The Brown Berets are a Chicano/Mexican-American–based community organization in Watsonville, California, modeled after the Brown Berets of the Civil Rights Movement. Watsonville is a town with a population of 53,856 of which 82% are Latino. An excerpt from their website states, "we serve as a community defense force acting for the liberation and amelioration of our barrios". Their beliefs are anti-military, anti-police, and anti-border patrol. Their members are encouraged to study the Black Panthers and American Militant Resistance. Brown Beret member and former Watsonville Mayor Oscar Rios was quoted in an interview as saying "It (California) belonged to us, Mexico, 1848. It was taken away okay, so it's no surprise we're taking it back slowly but surely."

==Background==
On April 6, 1994, two Chicano students, Luis Alejo and Felipe Hernandez, inspired by the legacy of the Mexican nationalist-tinged community activism of the original Brown Berets, decided to resurrect the movement. They felt that similar conditions existed there in 1994 that had existed in 1967, and wanted to respond to the gang-related murders of 9-year-old Jessica Cortez and her 16-year-old brother, George. Two of the founding members of the group were current Watsonville City council member Felipe Hernandez and current California State Assembly Member Luis Angel Alejo; both continue to support the group.

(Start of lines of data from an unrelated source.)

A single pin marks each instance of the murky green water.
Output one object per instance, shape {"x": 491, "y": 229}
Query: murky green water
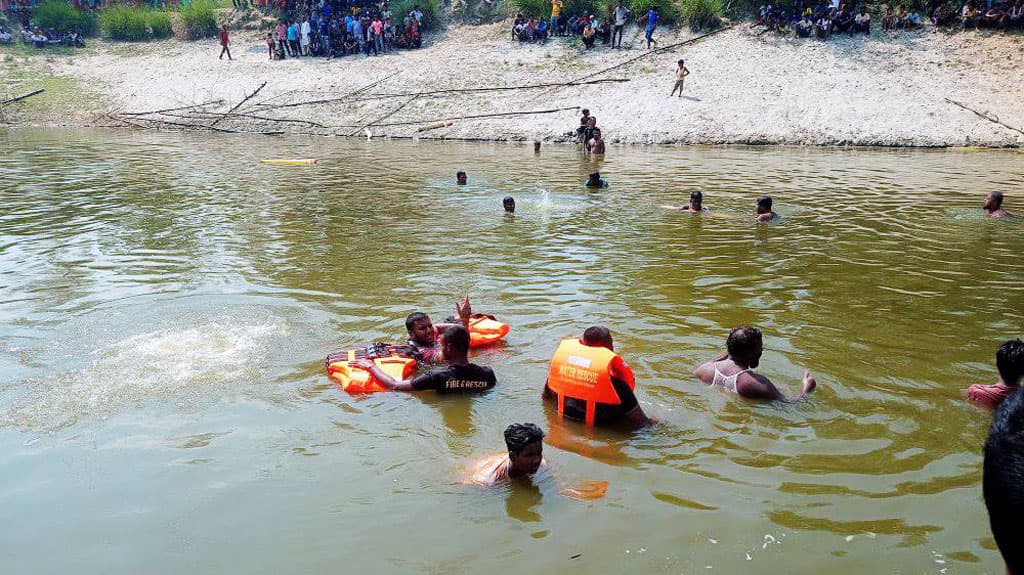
{"x": 166, "y": 303}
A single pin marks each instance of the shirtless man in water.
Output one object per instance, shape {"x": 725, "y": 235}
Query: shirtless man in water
{"x": 733, "y": 370}
{"x": 765, "y": 213}
{"x": 524, "y": 457}
{"x": 423, "y": 334}
{"x": 993, "y": 206}
{"x": 696, "y": 205}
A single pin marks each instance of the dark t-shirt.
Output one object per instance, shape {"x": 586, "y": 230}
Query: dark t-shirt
{"x": 456, "y": 379}
{"x": 603, "y": 413}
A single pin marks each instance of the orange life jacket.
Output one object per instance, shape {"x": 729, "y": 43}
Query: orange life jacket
{"x": 584, "y": 372}
{"x": 484, "y": 330}
{"x": 353, "y": 380}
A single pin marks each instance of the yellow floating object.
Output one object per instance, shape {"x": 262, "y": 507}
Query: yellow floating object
{"x": 289, "y": 162}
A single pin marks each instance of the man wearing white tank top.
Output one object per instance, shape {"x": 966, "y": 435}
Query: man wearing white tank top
{"x": 732, "y": 370}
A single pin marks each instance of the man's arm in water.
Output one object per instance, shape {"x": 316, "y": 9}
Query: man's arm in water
{"x": 758, "y": 387}
{"x": 382, "y": 378}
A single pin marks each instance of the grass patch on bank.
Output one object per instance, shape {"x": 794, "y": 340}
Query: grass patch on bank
{"x": 59, "y": 15}
{"x": 199, "y": 19}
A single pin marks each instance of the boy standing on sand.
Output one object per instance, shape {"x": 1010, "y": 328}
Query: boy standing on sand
{"x": 681, "y": 73}
{"x": 223, "y": 43}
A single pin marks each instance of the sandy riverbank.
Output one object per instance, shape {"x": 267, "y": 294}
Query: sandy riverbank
{"x": 744, "y": 88}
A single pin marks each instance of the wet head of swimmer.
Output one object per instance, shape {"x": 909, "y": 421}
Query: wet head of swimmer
{"x": 598, "y": 337}
{"x": 421, "y": 330}
{"x": 744, "y": 346}
{"x": 525, "y": 445}
{"x": 696, "y": 201}
{"x": 1010, "y": 361}
{"x": 993, "y": 201}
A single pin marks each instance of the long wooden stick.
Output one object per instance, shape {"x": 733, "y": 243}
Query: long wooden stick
{"x": 19, "y": 98}
{"x": 647, "y": 53}
{"x": 179, "y": 108}
{"x": 238, "y": 105}
{"x": 479, "y": 116}
{"x": 985, "y": 116}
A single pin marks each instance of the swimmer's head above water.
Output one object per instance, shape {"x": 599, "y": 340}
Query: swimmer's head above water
{"x": 525, "y": 445}
{"x": 1010, "y": 361}
{"x": 421, "y": 330}
{"x": 993, "y": 201}
{"x": 598, "y": 337}
{"x": 744, "y": 346}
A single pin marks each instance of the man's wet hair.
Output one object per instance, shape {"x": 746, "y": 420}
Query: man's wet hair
{"x": 741, "y": 340}
{"x": 1003, "y": 480}
{"x": 518, "y": 436}
{"x": 1010, "y": 361}
{"x": 597, "y": 336}
{"x": 412, "y": 318}
{"x": 457, "y": 337}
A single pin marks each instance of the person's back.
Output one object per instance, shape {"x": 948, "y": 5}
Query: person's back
{"x": 605, "y": 396}
{"x": 733, "y": 370}
{"x": 1003, "y": 481}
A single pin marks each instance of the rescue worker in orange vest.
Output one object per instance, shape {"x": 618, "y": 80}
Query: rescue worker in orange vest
{"x": 589, "y": 382}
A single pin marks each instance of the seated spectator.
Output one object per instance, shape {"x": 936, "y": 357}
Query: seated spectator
{"x": 804, "y": 27}
{"x": 942, "y": 15}
{"x": 542, "y": 31}
{"x": 889, "y": 19}
{"x": 994, "y": 16}
{"x": 970, "y": 15}
{"x": 844, "y": 19}
{"x": 913, "y": 19}
{"x": 823, "y": 27}
{"x": 862, "y": 21}
{"x": 589, "y": 36}
{"x": 1015, "y": 15}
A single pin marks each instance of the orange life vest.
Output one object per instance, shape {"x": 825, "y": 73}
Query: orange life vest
{"x": 353, "y": 380}
{"x": 584, "y": 372}
{"x": 483, "y": 330}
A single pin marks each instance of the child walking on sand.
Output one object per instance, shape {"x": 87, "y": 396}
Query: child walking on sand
{"x": 681, "y": 73}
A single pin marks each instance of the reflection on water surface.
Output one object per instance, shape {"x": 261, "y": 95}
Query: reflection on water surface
{"x": 167, "y": 303}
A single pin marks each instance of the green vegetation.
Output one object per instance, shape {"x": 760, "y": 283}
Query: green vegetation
{"x": 59, "y": 15}
{"x": 668, "y": 10}
{"x": 160, "y": 24}
{"x": 431, "y": 12}
{"x": 702, "y": 14}
{"x": 199, "y": 19}
{"x": 124, "y": 24}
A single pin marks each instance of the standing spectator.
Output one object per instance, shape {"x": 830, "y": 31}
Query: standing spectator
{"x": 556, "y": 13}
{"x": 304, "y": 31}
{"x": 223, "y": 43}
{"x": 862, "y": 21}
{"x": 293, "y": 39}
{"x": 651, "y": 26}
{"x": 622, "y": 12}
{"x": 283, "y": 38}
{"x": 681, "y": 74}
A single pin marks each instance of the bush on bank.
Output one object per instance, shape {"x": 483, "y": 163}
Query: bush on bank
{"x": 62, "y": 17}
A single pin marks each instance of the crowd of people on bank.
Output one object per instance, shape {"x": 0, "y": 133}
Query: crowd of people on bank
{"x": 357, "y": 30}
{"x": 590, "y": 28}
{"x": 832, "y": 16}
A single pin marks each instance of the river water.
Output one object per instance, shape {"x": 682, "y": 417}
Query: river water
{"x": 166, "y": 303}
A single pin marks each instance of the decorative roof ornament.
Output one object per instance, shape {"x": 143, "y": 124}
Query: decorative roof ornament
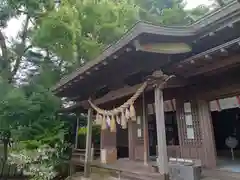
{"x": 57, "y": 4}
{"x": 163, "y": 47}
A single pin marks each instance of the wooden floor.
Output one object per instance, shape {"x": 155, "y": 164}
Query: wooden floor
{"x": 132, "y": 170}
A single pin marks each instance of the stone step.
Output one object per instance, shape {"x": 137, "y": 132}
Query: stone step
{"x": 221, "y": 175}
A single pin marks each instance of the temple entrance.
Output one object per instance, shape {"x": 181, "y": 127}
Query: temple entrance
{"x": 226, "y": 125}
{"x": 171, "y": 131}
{"x": 122, "y": 142}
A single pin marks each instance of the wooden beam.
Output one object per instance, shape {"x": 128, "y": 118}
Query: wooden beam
{"x": 162, "y": 159}
{"x": 220, "y": 63}
{"x": 88, "y": 145}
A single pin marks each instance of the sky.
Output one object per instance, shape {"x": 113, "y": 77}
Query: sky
{"x": 15, "y": 24}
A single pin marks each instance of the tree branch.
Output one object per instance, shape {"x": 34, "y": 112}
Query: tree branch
{"x": 22, "y": 49}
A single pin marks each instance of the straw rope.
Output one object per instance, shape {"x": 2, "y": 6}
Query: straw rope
{"x": 119, "y": 109}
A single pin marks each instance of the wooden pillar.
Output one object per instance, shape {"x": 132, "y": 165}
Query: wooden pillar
{"x": 131, "y": 141}
{"x": 88, "y": 145}
{"x": 161, "y": 134}
{"x": 76, "y": 137}
{"x": 145, "y": 132}
{"x": 208, "y": 142}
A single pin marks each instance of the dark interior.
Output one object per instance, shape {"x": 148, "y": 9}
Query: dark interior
{"x": 171, "y": 131}
{"x": 122, "y": 142}
{"x": 226, "y": 123}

Since then, the group has established firm relations with other grassroots community organizations such as Students Against War (UCSC), Barrios Unidos, and the Resource Center for Non-Violence of Santa Cruz, and many other Brown Beret chapters across the U.S. In 2004, the Watsonville Brown Berets opened "Liberation School", which provides tutoring and career guidance as well as an extensive revolutionary library.

On May 27, 2005, the Watsonville Brown Berets organized their fourth annual Youth and Power event, which took place at the Vets Hall in Watsonville. Over 400 young people were in attendance. The event featured counter-military recruitment activist Fernando Suarez del Solar. Over 20 organizations hosted information tables providing literature about college opportunities as well as political, community and environmental activism. “It is events like this that empower our young people and remind them that their voice is a powerful weapon,” said organizer and youth advocate Jennifer Laskin.

In 2008, the Watsonville Brown Berets Launched a bike shack in Watsonville for the youth of their community. This bike shop gives their community an outlet for cooperation with other community members. Rather than working against opposing forces of the Latino community, the Watsonville Brown Berets utilize this bike shop to foster an abundance of physical activities within their community.